At the genetic level, gastric mesenchymal tumors have more C-kit gene exon 11 mutations, while small intestinal mesenchymal tumors have relatively more C-kit gene exon 9 mutations. As mentioned earlier, the former are more sensitive to targeted therapy with Gleevec. In addition, the type of mutation correlates with patient prognosis. It has been shown that the occurrence of mutations in the C-kit gene is an independent prognostic indicator, with those with mutations having a higher postoperative recurrence rate and a lower 5-year survival rate than those without mutations [4]. In general, the prognosis of those with deletion mutations in the C-kit gene is worse. It has been noted that gastric mesenchymal tumors with deletion mutations in exon 11 of the C-kit gene are more aggressive than those with replacement mutations, but there is no significant difference between those with deletion mutations in exon 11 of the C-kit gene and those with point mutations in small intestinal mesenchymal tumors. Due to the small number of cases in this group, a subgroup comparison analysis of the relationship between mutation type and prognosis was not performed.

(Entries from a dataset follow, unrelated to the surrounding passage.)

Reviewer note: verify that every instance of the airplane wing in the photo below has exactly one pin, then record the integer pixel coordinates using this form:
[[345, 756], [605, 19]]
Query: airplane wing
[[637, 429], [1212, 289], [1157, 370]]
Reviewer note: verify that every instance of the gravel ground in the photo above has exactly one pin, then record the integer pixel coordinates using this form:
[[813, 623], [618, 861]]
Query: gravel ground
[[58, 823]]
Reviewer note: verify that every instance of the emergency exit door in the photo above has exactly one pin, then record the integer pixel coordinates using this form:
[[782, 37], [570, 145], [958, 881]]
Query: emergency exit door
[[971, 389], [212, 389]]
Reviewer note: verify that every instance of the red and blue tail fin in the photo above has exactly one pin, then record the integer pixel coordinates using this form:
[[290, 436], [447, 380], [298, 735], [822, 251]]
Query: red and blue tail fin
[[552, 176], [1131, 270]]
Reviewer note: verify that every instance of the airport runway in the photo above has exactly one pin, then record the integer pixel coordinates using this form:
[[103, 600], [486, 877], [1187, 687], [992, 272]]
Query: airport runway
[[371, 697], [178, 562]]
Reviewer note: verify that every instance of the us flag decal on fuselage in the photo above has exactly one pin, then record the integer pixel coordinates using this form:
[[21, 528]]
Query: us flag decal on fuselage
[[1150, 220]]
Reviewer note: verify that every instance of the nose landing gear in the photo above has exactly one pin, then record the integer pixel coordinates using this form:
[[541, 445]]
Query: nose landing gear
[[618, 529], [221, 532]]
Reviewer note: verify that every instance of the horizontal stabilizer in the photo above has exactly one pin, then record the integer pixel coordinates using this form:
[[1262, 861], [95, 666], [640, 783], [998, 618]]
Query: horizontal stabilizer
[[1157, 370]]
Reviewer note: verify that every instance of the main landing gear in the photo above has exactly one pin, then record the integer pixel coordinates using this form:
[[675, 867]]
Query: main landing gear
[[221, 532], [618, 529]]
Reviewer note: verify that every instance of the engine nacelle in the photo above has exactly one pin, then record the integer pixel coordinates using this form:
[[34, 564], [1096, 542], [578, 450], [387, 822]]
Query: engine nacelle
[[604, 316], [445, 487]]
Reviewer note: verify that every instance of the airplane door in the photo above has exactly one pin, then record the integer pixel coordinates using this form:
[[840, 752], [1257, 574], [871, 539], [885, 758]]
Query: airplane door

The direct correlation between mutations in exon 9 of the C-kit gene and clinical prognosis is not clear at present. mutations in PDGFR-α gene are mostly seen in gastric mesenchymal tumors and suggest a better prognosis overall.
Overall, genetic testing of patients with gastrointestinal mesenchymal tumors is important both from the perspective of further clarifying the diagnosis, determining prognosis, further understanding sensitivity to targeted therapies, or judging the timing of switching to sotan treatment in the event of Gleevec resistance. Currently, with the continuous progress of clinical testing technology, the price of genetic testing for patients with gastrointestinal mesenchymal tumors has decreased significantly compared to the previous one. With the current price of targeted therapies still very expensive, genetic testing is an important guideline. It is recommended that genetic testing be routinely performed if the patient’s financial condition permits. Genetic testing is especially recommended for patients who are to undergo targeted therapy or for patients with mesenchymal tumors that are clinically relapsed or surviving with tumors, and is particularly important for our clinical management and treatment. However, there are still problems in genetic testing such as inconsistent standards, inconsistent results when tested by multiple units, and specimens are still sent mainly in paraffin sections, which are prone to false negatives, etc. It is expected that with further development of genetic testing technology, improvements will be made.